National Organization for Rare Disorders, Inc.

Synonyms

  • A1AT Deficiency
  • AAT
  • AAT Deficiency
  • Antitrypsin Deficiency
  • Cholestasis, Neonatal
  • Familial Chronic Obstructive Lung Disease
  • Familial Emphysema
  • Hereditary Emphysema
  • Homozygous Alpha-1-Antitrypsin Deficiency
  • PI
  • Pi Phenotype ZZ, Z- and --
  • Protease Inhibitor Deficiency
  • Serum Protease Inhibitor Deficiency
  • A1AD
  • Alpha-1

Disorder Subdivisions

  • None

Related Disorders List

Information on the following diseases can be found in the Related Disorders section of this report:

  • Pulmonary Emphysema
  • Respiratory Distress Syndrome, Acute

General Discussion

Alpha-1 Antitrypsin Deficiency (A1AD) is a hereditary disorder characterized by low levels of a protein called alpha-1 antitrypsin (A1AT) which is found in the blood. This deficiency may predispose an individual to several illnesses but most commonly appears as emphysema, less commonly as liver disease, or more rarely, as a skin condition called panniculitis. A deficiency of A1AT allows substances that break down protein (proteolytic enzymes) to attack various tissues of the body. This results in destructive changes in the lungs (emphysema) and may also affect the liver and skin. Alpha-1 Antitrypsin is ordinarily released by specialized, granular white blood cells (neutrophils) in response to infection or inflammation. A deficiency of Alpha-1 Antitrypsin results in unbalanced (relatively unopposed) rapid breakdown of proteins (protease activity), especially in the supporting elastic structures of the lungs. This destruction over many years leads to emphysema and is accelerated by smoking and some occupational exposures.

Symptoms

LUNG DISEASE
Alpha-1 Antitrypsin deficiency-associated lung disease is characterized by progressive degenerative and destructive changes in the lungs (panacinar emphysema). Emphysema is a chronic, usually slowly progressive illness, which most commonly causes shortness of breath. Other symptoms include chronic cough, phlegm production, and wheezing. Frequent respiratory infections may also be present. Serious changes that occur in the lungs and other organs of the body may develop by the time the person reaches the age of 40 - 50 years. Due to the early onset of emphysema, individuals affected by A1AD are often misdiagnosed as having asthma and experience long diagnostic delays and visits to many different health care providers before the diagnosis is made for the first time.

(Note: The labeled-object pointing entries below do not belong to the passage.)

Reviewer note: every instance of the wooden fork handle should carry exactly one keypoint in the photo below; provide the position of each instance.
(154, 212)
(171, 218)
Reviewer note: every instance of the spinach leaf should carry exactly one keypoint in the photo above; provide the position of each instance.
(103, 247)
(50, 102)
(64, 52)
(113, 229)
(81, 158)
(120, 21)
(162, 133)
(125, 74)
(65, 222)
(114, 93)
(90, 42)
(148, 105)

Pulmonary Function Tests may reveal reduction in expiratory air flow, hyperinflation, low diffusing capacity, and/or abnormalities on CT scan of the chest. An abnormal level of oxygen in the arterial blood (arterial hypoxemia), with or without the retention of carbon dioxide, may also occur.

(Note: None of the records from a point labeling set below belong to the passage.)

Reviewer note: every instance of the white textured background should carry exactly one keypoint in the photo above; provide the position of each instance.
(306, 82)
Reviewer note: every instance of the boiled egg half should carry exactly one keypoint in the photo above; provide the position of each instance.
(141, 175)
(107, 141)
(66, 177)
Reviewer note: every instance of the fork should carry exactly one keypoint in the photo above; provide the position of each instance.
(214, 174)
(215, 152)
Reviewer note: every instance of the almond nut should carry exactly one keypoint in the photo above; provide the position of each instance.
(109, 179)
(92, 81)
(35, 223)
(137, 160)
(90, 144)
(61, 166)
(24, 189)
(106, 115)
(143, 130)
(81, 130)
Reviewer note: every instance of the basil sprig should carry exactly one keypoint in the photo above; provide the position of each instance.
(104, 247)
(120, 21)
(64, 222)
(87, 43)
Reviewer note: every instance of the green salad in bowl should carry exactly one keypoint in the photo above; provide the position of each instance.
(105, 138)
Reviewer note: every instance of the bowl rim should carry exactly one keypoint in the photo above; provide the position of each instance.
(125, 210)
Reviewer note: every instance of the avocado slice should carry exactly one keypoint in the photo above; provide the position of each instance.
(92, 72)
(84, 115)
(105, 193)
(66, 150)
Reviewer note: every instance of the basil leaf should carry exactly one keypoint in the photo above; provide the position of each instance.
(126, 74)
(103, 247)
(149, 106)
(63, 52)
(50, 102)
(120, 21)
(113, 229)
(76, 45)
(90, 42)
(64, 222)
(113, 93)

The lower parts of the lungs experience the predominant damage, though a more "classic" X-ray with predominant changes in the upper lung zones may also be seen in a minority of instances.

LIVER DISEASE
Liver disease caused by A1AD may occur during infancy, childhood, adolescence, or adulthood. Symptoms in infancy include prolonged yellow appearance of the skin (jaundice), mildly elevated liver enzymes, and symptoms of cholestasis (e.g. jaundice, dark urine, pale stools, and itching). Other symptoms may include enlarged liver, bleeding, an abnormal accumulation of fluids within the cavities of the body (ascites), feeding difficulties, and poor growth or failure to thrive. Children and adolescents with this disorder may have symptoms of mildly elevated liver enzymes, severe liver dysfunction, portal hypertension and/or severe liver dysfunction. They may also become easily fatigued, or experience decreased appetite, swelling of the legs or abdomen, and/or enlargement of the liver (hepatomegaly). A1AD-associated liver disease symptoms in adults are any or all of the following: chronic active hepatitis, cryptogenic cirrhosis, portal hypertension, and hepatocellular carcinoma.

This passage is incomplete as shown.